Google's gambit may pay off, given that seven brands and ad agencies said generative AI made their ads work better. If Google can convince more advertisers to adopt generative AI on their platform, and advertisers spend more on Google as a result, its revenue could continue to climb. But their competitors might benefit as well.
Google and Meta are likely to particularly benefit from advertisers' generative AI strategies because their superior technology for personalized advertising makes it easier for the abundance of ads generative AI creates to reach the right person. Meta didn't have a comment.
**More Is Better**
The primary benefit of generative AI in ad creation is the ability to customize ads to appeal to more types of audiences. Sociaaal has been able to run ads in different geographies, using the generative AI tools to create ads featuring actors speaking the local language, Stuart-Constant said.
"Before it would be prohibitively expensive to [create 400 ads] with [user-generated] videos, content creators, actors," said Stuart-Constant. "These ads are superfast to produce and much cheaper to produce."
By making more ads, marketers increase the likelihood that consumers will respond to one they see by downloading an app or buying a product. "I can find winners much faster," said Rao. "The more shots on the goal I have, the easier it is for me to come up with a winning ad."
Hatch, which makes devices that help people sleep, used generative AI to create a campaign targeting three different personas who might care about their sleeping habits—a biohacker, a wellness enthusiast, and a stressed professional.
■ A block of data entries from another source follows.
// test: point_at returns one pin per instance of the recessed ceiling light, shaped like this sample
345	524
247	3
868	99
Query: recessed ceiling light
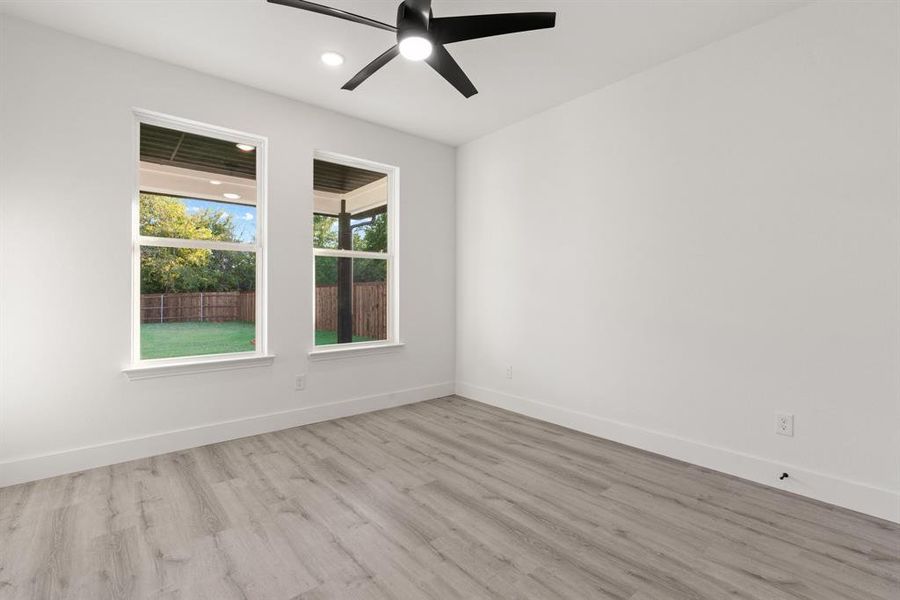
415	47
332	59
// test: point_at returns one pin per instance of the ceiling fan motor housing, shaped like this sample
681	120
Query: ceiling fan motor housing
412	21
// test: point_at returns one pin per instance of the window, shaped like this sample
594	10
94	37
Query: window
354	247
198	252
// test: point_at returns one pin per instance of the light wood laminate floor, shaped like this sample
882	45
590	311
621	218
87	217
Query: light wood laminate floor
442	499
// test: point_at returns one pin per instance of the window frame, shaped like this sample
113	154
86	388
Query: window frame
392	282
139	367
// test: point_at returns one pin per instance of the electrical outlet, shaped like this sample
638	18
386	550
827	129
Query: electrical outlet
784	424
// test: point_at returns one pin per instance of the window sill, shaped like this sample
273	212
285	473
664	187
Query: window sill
332	353
190	367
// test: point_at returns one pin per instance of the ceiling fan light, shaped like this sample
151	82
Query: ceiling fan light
415	47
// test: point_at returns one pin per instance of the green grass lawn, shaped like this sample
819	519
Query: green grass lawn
193	338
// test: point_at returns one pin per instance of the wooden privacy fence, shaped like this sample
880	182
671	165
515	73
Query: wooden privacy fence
199	306
369	309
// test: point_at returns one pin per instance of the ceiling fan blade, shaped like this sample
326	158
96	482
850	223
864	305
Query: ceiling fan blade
447	30
370	68
420	6
441	61
334	12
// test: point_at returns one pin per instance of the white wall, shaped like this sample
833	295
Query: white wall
67	177
671	260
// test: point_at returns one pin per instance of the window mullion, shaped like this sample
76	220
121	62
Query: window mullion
144	240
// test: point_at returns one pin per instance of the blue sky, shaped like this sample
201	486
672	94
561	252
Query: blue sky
243	215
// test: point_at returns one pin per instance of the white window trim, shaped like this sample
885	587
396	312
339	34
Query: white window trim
393	341
143	369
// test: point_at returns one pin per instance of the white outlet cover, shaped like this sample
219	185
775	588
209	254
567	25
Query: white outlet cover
784	424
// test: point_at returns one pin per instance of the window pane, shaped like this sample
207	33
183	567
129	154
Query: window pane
196	302
355	311
196	187
193	219
370	234
325	231
350	207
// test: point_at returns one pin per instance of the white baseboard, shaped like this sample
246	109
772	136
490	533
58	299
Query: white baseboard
861	497
31	468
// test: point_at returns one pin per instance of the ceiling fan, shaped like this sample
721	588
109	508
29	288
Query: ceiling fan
421	36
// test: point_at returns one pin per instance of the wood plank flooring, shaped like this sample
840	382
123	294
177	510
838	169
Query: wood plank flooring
442	499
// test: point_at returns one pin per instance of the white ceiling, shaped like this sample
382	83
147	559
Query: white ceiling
275	48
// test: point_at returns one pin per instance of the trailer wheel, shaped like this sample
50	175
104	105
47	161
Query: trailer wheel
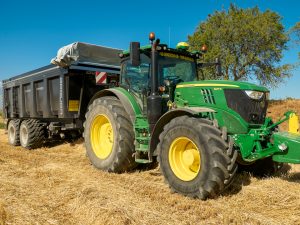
13	130
194	158
32	134
109	136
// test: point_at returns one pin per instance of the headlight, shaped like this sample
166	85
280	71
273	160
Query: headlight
257	95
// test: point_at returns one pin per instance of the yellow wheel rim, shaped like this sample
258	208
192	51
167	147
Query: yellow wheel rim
184	158
102	136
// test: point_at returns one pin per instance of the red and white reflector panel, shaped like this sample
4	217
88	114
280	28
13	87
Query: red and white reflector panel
101	77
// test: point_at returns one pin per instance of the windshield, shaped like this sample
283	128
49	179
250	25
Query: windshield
176	67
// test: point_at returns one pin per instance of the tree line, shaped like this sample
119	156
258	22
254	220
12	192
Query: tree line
250	44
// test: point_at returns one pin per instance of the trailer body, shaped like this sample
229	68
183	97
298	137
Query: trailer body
58	96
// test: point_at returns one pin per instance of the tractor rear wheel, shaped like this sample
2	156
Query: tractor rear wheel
194	158
13	130
32	134
109	136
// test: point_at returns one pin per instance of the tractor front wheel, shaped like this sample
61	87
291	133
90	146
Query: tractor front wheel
194	158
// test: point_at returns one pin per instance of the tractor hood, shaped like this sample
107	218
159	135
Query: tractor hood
223	84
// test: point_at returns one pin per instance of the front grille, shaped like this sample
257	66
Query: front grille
251	110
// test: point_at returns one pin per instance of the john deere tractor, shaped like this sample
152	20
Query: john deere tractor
199	131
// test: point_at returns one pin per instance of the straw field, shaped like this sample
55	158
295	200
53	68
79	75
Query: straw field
57	185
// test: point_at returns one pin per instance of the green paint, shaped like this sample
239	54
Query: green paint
292	141
254	141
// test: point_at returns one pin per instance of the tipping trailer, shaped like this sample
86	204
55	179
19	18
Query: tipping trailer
51	101
200	131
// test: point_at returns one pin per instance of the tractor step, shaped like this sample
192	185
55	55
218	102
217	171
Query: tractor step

Hatch's agency, Monks, used Google's Gemini and its own internal AI tools to quickly identify these three personas, said Monks' executive vice president of digital media, Brittany Blanchard. Previously, to identify the best potential target customer, Monks would have had to spend hours with focus groups to figure out what types of consumers would be most interested in Hatch's devices, she said.
Once Monks came up with the personas, it used Gemini and an AI tool it had developed to make more than 60 different ad variations to appeal to those individuals. For the biohacker, for instance, an ad might talk about how Hatch can improve someone's sleep score. For the professional, the ad could call out how Hatch makes you more alert for a big presentation in the morning.
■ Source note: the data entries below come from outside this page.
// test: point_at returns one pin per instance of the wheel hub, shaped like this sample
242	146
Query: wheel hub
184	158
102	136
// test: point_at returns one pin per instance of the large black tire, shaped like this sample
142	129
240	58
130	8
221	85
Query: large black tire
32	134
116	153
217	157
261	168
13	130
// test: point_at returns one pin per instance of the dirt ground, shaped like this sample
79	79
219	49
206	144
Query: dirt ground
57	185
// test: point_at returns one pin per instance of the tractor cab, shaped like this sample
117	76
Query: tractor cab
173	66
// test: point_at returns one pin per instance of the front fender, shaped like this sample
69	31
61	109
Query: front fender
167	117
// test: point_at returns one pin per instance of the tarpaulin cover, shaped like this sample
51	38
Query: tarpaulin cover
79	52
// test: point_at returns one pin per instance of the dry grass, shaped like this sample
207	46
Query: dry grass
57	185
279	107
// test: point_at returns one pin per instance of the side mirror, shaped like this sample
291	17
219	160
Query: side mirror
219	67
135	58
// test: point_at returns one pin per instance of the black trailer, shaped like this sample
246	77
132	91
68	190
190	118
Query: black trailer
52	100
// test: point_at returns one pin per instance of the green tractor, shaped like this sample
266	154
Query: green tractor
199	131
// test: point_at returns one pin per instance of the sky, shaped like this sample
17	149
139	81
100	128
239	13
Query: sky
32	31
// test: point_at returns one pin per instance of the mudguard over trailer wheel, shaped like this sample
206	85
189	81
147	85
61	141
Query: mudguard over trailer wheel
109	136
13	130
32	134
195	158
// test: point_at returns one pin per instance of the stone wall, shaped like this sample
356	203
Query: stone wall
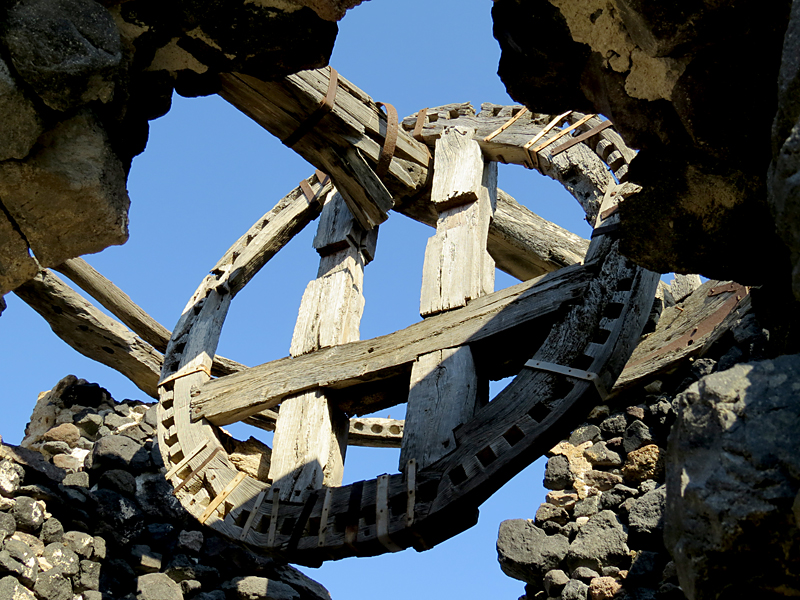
86	514
685	488
79	81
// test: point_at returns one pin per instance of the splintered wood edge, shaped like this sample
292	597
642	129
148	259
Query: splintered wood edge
175	431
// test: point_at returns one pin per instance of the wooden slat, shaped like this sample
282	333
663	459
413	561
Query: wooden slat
235	397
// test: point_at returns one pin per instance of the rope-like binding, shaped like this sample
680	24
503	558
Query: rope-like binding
323	109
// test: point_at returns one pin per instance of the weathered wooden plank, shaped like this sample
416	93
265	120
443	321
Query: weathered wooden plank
683	330
240	395
365	432
311	434
281	106
131	314
445	392
91	332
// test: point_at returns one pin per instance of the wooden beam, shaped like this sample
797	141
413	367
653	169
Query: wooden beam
92	333
280	106
131	314
235	397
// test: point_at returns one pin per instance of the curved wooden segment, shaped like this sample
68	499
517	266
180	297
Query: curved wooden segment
236	397
357	121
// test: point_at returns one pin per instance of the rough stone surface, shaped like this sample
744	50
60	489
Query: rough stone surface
84	181
732	473
601	542
157	586
526	552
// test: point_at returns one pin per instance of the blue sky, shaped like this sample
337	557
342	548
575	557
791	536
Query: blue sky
208	173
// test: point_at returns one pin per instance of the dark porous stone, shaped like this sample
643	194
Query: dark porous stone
11	589
53	585
637	412
120	452
18	558
255	588
118	518
28	513
575	590
190	587
584	433
551	527
617	495
554	582
307	587
89	577
548	512
117	578
584	574
600	542
599	455
155	497
586	507
79	479
557	474
602	480
7	526
646	518
157	586
62	558
526	552
213	595
119	481
636	435
614	425
11	477
114	421
732	474
68	51
646	568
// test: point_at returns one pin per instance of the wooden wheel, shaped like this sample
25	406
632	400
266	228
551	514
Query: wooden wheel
580	324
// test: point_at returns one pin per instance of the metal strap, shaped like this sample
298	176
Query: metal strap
389	142
323	109
581	138
505	125
202	466
569	371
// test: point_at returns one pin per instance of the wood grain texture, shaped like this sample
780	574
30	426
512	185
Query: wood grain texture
91	332
237	396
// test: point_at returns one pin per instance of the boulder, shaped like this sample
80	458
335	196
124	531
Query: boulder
599	543
76	169
526	552
733	472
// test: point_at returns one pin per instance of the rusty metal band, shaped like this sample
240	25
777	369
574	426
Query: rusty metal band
417	133
581	138
389	142
353	513
300	524
323	109
506	125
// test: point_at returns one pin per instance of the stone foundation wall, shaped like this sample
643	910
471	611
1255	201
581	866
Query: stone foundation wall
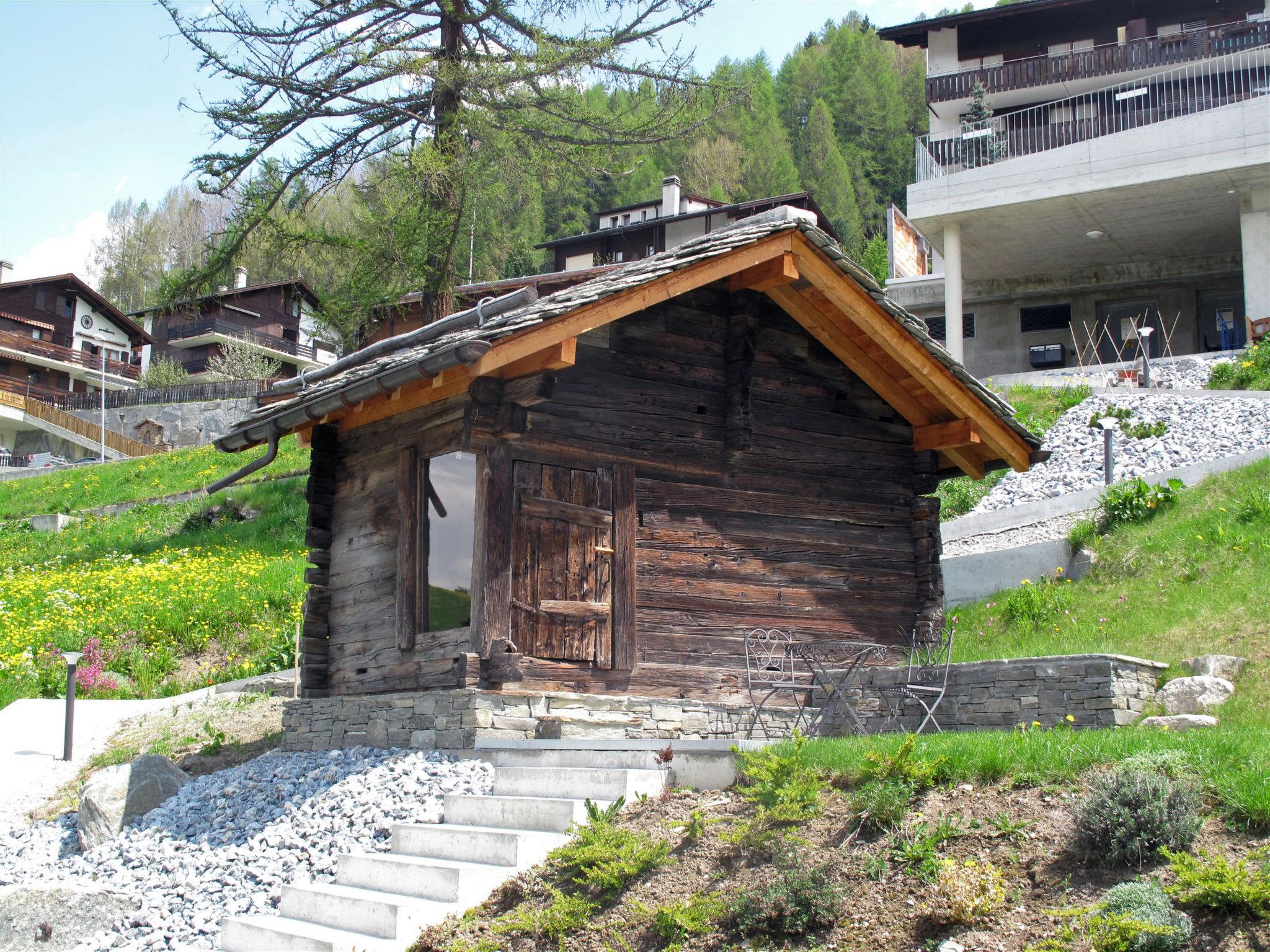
1096	691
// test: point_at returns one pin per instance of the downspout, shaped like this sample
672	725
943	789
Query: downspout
275	436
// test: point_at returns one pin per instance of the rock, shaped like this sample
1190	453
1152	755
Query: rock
1194	695
1179	723
58	917
1219	666
116	796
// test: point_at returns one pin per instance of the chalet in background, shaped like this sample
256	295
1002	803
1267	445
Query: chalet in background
601	490
277	319
1126	174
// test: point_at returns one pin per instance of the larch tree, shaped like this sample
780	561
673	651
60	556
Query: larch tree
420	90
Blanchard said using generative AI cut in half the time required to make the campaign from 12 to six weeks. Advertisers often judge the success of a campaign partly on how much it ends up costing to get someone to buy something. For this campaign, the advertising cost per Hatch device purchased was 31% lower than similar campaigns Hatch ran that did not use the generative AI strategy, Blanchard said.
Having enough versions of an ad to appeal to very specific audiences works better if there is also technology to target them. Apple and government regulation have over the past several years made it harder for advertisers to target individuals. But both Google and Meta have introduced new technologies to identify the right consumers when data is more scarce. Those tools are particularly effective with the abundance of personalized images and text that generative AI can create, Blanchard said.
"The way we used to target and get really specific is simply not possible anymore," she said. "The platforms have gotten much smarter with the signals that they're able to target. Creative variety and volume, plus the AI-powered campaign delivery, [works]."